En cuanto entró y vio a Victor y a Vanessa, entendió enseguida que había llegado al nido correcto.

—No voy a quedarme si ellos no salen —dijo.

Ethan fue inmediato.

—Harris, sáquelos.

Victor dio un paso adelante.

—No tienes autoridad—

—Tengo toda la autoridad —lo cortó Ethan—. Sáquelos.

Los guardias se acercaron. Victor no opuso resistencia física, pero antes de cruzar la puerta lanzó una mirada gélida hacia Claire.

—Todavía no entiendes la magnitud de lo que acabas de desatar.

Claire no respondió. Vanessa sí la miró con odio desnudo, ya sin maquillaje social.

Cuando por fin quedaron solos con dos consejeros neutrales, Harris y Margaret, el aire pareció recuperar algo de oxígeno.

Margaret dejó la carpeta sobre la mesa.

—Mi padre está vivo —dijo sin preámbulos—. Pero esta noche encontraron los frenos de su coche manipulados. Perdió el control saliendo de su casa. Tiene el brazo roto y varias costillas comprometidas.

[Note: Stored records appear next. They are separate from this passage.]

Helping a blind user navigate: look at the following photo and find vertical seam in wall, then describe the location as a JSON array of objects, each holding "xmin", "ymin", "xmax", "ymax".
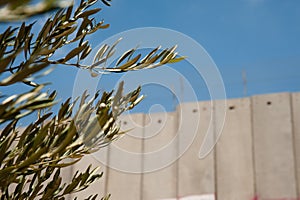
[
  {"xmin": 104, "ymin": 145, "xmax": 110, "ymax": 198},
  {"xmin": 249, "ymin": 97, "xmax": 258, "ymax": 196},
  {"xmin": 140, "ymin": 114, "xmax": 146, "ymax": 200},
  {"xmin": 289, "ymin": 93, "xmax": 299, "ymax": 198},
  {"xmin": 67, "ymin": 165, "xmax": 75, "ymax": 200},
  {"xmin": 212, "ymin": 101, "xmax": 218, "ymax": 200},
  {"xmin": 174, "ymin": 109, "xmax": 180, "ymax": 199}
]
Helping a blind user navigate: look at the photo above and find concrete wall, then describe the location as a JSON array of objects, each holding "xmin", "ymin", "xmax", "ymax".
[{"xmin": 68, "ymin": 93, "xmax": 300, "ymax": 200}]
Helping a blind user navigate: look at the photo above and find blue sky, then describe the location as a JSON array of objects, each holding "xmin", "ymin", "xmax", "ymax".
[{"xmin": 1, "ymin": 0, "xmax": 300, "ymax": 112}]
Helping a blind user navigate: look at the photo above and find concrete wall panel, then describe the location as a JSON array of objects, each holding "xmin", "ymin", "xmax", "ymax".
[
  {"xmin": 252, "ymin": 93, "xmax": 296, "ymax": 199},
  {"xmin": 142, "ymin": 113, "xmax": 177, "ymax": 200},
  {"xmin": 216, "ymin": 98, "xmax": 255, "ymax": 200},
  {"xmin": 70, "ymin": 148, "xmax": 108, "ymax": 200},
  {"xmin": 177, "ymin": 102, "xmax": 215, "ymax": 197},
  {"xmin": 107, "ymin": 114, "xmax": 144, "ymax": 200}
]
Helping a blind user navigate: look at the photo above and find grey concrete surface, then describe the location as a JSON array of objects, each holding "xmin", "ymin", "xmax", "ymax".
[
  {"xmin": 216, "ymin": 98, "xmax": 255, "ymax": 200},
  {"xmin": 252, "ymin": 93, "xmax": 297, "ymax": 199},
  {"xmin": 177, "ymin": 101, "xmax": 215, "ymax": 197}
]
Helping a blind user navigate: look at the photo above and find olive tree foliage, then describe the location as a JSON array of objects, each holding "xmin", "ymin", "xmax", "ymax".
[{"xmin": 0, "ymin": 0, "xmax": 183, "ymax": 199}]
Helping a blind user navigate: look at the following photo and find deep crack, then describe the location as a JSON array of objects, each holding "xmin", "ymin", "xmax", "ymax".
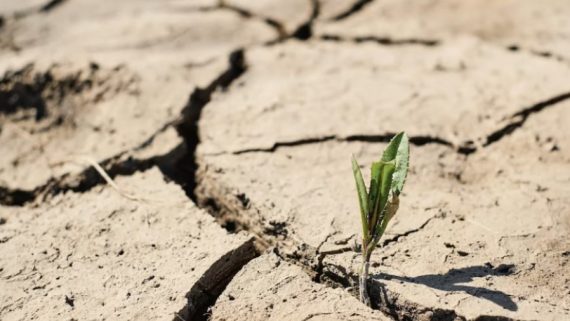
[
  {"xmin": 331, "ymin": 0, "xmax": 374, "ymax": 21},
  {"xmin": 483, "ymin": 92, "xmax": 570, "ymax": 147},
  {"xmin": 291, "ymin": 0, "xmax": 321, "ymax": 41},
  {"xmin": 229, "ymin": 133, "xmax": 454, "ymax": 155},
  {"xmin": 319, "ymin": 34, "xmax": 441, "ymax": 47},
  {"xmin": 170, "ymin": 49, "xmax": 247, "ymax": 203}
]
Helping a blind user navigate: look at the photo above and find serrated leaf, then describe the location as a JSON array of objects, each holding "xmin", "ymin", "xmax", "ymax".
[
  {"xmin": 352, "ymin": 156, "xmax": 368, "ymax": 240},
  {"xmin": 382, "ymin": 132, "xmax": 410, "ymax": 195}
]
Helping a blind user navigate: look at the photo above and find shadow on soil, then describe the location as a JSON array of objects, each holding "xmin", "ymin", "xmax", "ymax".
[{"xmin": 372, "ymin": 264, "xmax": 518, "ymax": 311}]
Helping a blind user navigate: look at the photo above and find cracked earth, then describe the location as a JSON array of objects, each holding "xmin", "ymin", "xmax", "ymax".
[{"xmin": 0, "ymin": 0, "xmax": 570, "ymax": 321}]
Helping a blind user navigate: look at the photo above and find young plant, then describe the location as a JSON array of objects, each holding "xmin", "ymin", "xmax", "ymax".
[{"xmin": 352, "ymin": 132, "xmax": 410, "ymax": 305}]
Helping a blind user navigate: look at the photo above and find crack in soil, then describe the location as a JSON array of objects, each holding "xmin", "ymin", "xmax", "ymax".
[
  {"xmin": 226, "ymin": 133, "xmax": 458, "ymax": 156},
  {"xmin": 507, "ymin": 44, "xmax": 570, "ymax": 64},
  {"xmin": 197, "ymin": 1, "xmax": 289, "ymax": 42},
  {"xmin": 318, "ymin": 34, "xmax": 441, "ymax": 47},
  {"xmin": 330, "ymin": 0, "xmax": 374, "ymax": 21},
  {"xmin": 382, "ymin": 215, "xmax": 434, "ymax": 247},
  {"xmin": 196, "ymin": 165, "xmax": 513, "ymax": 321},
  {"xmin": 483, "ymin": 92, "xmax": 570, "ymax": 147},
  {"xmin": 169, "ymin": 49, "xmax": 247, "ymax": 203},
  {"xmin": 13, "ymin": 0, "xmax": 67, "ymax": 20},
  {"xmin": 291, "ymin": 0, "xmax": 321, "ymax": 41}
]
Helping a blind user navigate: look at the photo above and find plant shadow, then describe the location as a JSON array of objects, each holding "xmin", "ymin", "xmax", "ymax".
[{"xmin": 372, "ymin": 264, "xmax": 518, "ymax": 311}]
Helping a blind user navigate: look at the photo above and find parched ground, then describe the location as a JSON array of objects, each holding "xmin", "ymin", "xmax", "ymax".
[{"xmin": 0, "ymin": 0, "xmax": 570, "ymax": 321}]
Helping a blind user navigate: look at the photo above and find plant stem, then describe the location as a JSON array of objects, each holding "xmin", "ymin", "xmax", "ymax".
[{"xmin": 359, "ymin": 251, "xmax": 370, "ymax": 306}]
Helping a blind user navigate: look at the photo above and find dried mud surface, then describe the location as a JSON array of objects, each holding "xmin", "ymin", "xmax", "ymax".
[{"xmin": 0, "ymin": 0, "xmax": 570, "ymax": 321}]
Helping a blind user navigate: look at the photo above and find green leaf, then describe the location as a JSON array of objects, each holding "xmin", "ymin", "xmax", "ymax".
[
  {"xmin": 368, "ymin": 162, "xmax": 395, "ymax": 238},
  {"xmin": 368, "ymin": 162, "xmax": 383, "ymax": 219},
  {"xmin": 352, "ymin": 156, "xmax": 369, "ymax": 241},
  {"xmin": 374, "ymin": 162, "xmax": 396, "ymax": 234},
  {"xmin": 382, "ymin": 132, "xmax": 410, "ymax": 195}
]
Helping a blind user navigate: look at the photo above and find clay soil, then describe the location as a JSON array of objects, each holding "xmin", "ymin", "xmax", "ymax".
[{"xmin": 0, "ymin": 0, "xmax": 570, "ymax": 321}]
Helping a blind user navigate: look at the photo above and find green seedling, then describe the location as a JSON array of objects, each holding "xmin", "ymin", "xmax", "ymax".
[{"xmin": 352, "ymin": 132, "xmax": 410, "ymax": 305}]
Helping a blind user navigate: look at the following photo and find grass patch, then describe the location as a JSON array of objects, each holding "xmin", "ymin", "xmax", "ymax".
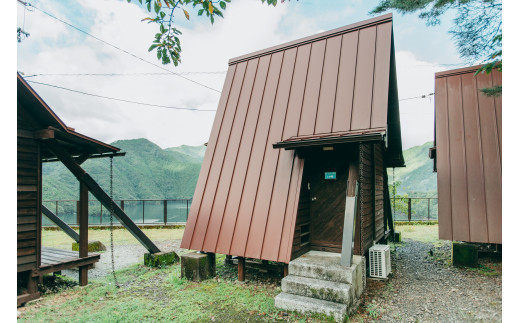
[
  {"xmin": 42, "ymin": 228, "xmax": 184, "ymax": 250},
  {"xmin": 395, "ymin": 224, "xmax": 442, "ymax": 245},
  {"xmin": 19, "ymin": 256, "xmax": 336, "ymax": 322}
]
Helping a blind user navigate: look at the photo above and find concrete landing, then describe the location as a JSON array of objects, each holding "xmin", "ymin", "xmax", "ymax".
[{"xmin": 275, "ymin": 251, "xmax": 365, "ymax": 322}]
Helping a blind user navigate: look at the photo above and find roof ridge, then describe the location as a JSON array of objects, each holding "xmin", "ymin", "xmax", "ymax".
[{"xmin": 228, "ymin": 13, "xmax": 393, "ymax": 65}]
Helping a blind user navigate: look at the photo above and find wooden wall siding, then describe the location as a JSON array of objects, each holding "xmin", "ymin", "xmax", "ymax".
[
  {"xmin": 359, "ymin": 144, "xmax": 374, "ymax": 254},
  {"xmin": 435, "ymin": 66, "xmax": 502, "ymax": 243},
  {"xmin": 291, "ymin": 171, "xmax": 311, "ymax": 259},
  {"xmin": 374, "ymin": 144, "xmax": 385, "ymax": 241},
  {"xmin": 181, "ymin": 15, "xmax": 392, "ymax": 262},
  {"xmin": 16, "ymin": 111, "xmax": 41, "ymax": 272}
]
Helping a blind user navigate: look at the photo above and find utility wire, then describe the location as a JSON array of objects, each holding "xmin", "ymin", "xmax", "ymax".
[
  {"xmin": 24, "ymin": 71, "xmax": 226, "ymax": 78},
  {"xmin": 27, "ymin": 80, "xmax": 216, "ymax": 112},
  {"xmin": 22, "ymin": 0, "xmax": 221, "ymax": 93}
]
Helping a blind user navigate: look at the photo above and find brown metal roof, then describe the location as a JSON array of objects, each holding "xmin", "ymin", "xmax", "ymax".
[
  {"xmin": 435, "ymin": 66, "xmax": 502, "ymax": 243},
  {"xmin": 181, "ymin": 14, "xmax": 403, "ymax": 262},
  {"xmin": 17, "ymin": 73, "xmax": 120, "ymax": 158}
]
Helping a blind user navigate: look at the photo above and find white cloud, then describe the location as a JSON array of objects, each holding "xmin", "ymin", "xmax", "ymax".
[
  {"xmin": 396, "ymin": 51, "xmax": 446, "ymax": 149},
  {"xmin": 18, "ymin": 0, "xmax": 456, "ymax": 151}
]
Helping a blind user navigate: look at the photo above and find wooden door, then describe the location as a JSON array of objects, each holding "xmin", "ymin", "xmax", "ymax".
[{"xmin": 305, "ymin": 150, "xmax": 348, "ymax": 252}]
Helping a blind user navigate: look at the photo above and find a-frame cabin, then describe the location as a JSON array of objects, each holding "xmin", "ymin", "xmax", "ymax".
[{"xmin": 181, "ymin": 14, "xmax": 404, "ymax": 270}]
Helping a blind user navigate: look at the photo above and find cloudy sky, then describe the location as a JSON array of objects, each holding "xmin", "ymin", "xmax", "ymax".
[{"xmin": 17, "ymin": 0, "xmax": 465, "ymax": 148}]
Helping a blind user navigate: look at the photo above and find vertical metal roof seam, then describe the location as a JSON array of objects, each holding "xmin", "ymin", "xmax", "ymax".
[
  {"xmin": 192, "ymin": 61, "xmax": 250, "ymax": 252},
  {"xmin": 368, "ymin": 24, "xmax": 380, "ymax": 128},
  {"xmin": 258, "ymin": 50, "xmax": 298, "ymax": 257},
  {"xmin": 473, "ymin": 76, "xmax": 489, "ymax": 242},
  {"xmin": 245, "ymin": 51, "xmax": 287, "ymax": 255},
  {"xmin": 291, "ymin": 43, "xmax": 314, "ymax": 136},
  {"xmin": 185, "ymin": 64, "xmax": 238, "ymax": 248},
  {"xmin": 222, "ymin": 55, "xmax": 273, "ymax": 253},
  {"xmin": 282, "ymin": 46, "xmax": 300, "ymax": 139},
  {"xmin": 230, "ymin": 55, "xmax": 283, "ymax": 254},
  {"xmin": 278, "ymin": 159, "xmax": 305, "ymax": 263},
  {"xmin": 348, "ymin": 29, "xmax": 361, "ymax": 130},
  {"xmin": 312, "ymin": 36, "xmax": 330, "ymax": 134},
  {"xmin": 215, "ymin": 55, "xmax": 272, "ymax": 253},
  {"xmin": 459, "ymin": 75, "xmax": 471, "ymax": 240},
  {"xmin": 330, "ymin": 35, "xmax": 344, "ymax": 132},
  {"xmin": 202, "ymin": 59, "xmax": 262, "ymax": 249},
  {"xmin": 444, "ymin": 80, "xmax": 453, "ymax": 240},
  {"xmin": 489, "ymin": 73, "xmax": 502, "ymax": 171}
]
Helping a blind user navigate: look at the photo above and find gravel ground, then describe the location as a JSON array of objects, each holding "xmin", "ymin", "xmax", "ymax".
[
  {"xmin": 360, "ymin": 239, "xmax": 502, "ymax": 322},
  {"xmin": 62, "ymin": 240, "xmax": 184, "ymax": 279}
]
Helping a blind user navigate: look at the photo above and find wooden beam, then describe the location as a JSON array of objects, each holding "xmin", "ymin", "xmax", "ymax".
[
  {"xmin": 44, "ymin": 140, "xmax": 160, "ymax": 253},
  {"xmin": 238, "ymin": 257, "xmax": 246, "ymax": 282},
  {"xmin": 34, "ymin": 129, "xmax": 54, "ymax": 139},
  {"xmin": 78, "ymin": 182, "xmax": 88, "ymax": 286},
  {"xmin": 42, "ymin": 205, "xmax": 79, "ymax": 242}
]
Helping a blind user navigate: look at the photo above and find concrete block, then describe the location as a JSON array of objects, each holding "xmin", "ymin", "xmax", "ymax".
[
  {"xmin": 289, "ymin": 251, "xmax": 354, "ymax": 284},
  {"xmin": 390, "ymin": 231, "xmax": 401, "ymax": 242},
  {"xmin": 181, "ymin": 252, "xmax": 215, "ymax": 281},
  {"xmin": 282, "ymin": 275, "xmax": 353, "ymax": 305},
  {"xmin": 274, "ymin": 292, "xmax": 347, "ymax": 322},
  {"xmin": 72, "ymin": 241, "xmax": 107, "ymax": 252},
  {"xmin": 451, "ymin": 241, "xmax": 478, "ymax": 267},
  {"xmin": 144, "ymin": 251, "xmax": 179, "ymax": 267}
]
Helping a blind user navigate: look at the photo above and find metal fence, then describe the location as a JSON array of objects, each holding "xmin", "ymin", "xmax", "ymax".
[
  {"xmin": 42, "ymin": 199, "xmax": 191, "ymax": 226},
  {"xmin": 390, "ymin": 197, "xmax": 439, "ymax": 222}
]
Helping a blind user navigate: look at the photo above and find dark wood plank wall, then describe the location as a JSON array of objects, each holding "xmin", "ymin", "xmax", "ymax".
[
  {"xmin": 359, "ymin": 144, "xmax": 374, "ymax": 254},
  {"xmin": 291, "ymin": 169, "xmax": 311, "ymax": 260},
  {"xmin": 374, "ymin": 144, "xmax": 385, "ymax": 241},
  {"xmin": 17, "ymin": 106, "xmax": 41, "ymax": 272}
]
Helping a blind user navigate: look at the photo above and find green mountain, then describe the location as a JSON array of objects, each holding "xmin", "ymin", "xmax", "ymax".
[
  {"xmin": 388, "ymin": 142, "xmax": 437, "ymax": 197},
  {"xmin": 42, "ymin": 139, "xmax": 437, "ymax": 200},
  {"xmin": 42, "ymin": 139, "xmax": 206, "ymax": 200}
]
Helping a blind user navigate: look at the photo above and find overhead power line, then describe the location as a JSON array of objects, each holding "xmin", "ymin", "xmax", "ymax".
[
  {"xmin": 19, "ymin": 1, "xmax": 221, "ymax": 93},
  {"xmin": 27, "ymin": 80, "xmax": 216, "ymax": 112},
  {"xmin": 24, "ymin": 71, "xmax": 226, "ymax": 78}
]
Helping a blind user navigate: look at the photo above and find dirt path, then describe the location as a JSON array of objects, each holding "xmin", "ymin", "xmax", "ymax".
[{"xmin": 360, "ymin": 239, "xmax": 502, "ymax": 322}]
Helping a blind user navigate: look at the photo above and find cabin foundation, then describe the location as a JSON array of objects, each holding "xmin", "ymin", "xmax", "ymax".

Claire se llevó una mano a la boca.

Ethan apretó la mandíbula.

—¿Cree que fue por esto? —preguntó él.

Margaret lo miró como si la pregunta fuera innecesaria.

—Dos horas antes del accidente, alguien entró a su despacho particular. Rompieron un archivador y buscaron una caja de correspondencia etiquetada con el nombre de Samuel Vale. No encontraron lo que querían porque mi padre la había movido hace meses.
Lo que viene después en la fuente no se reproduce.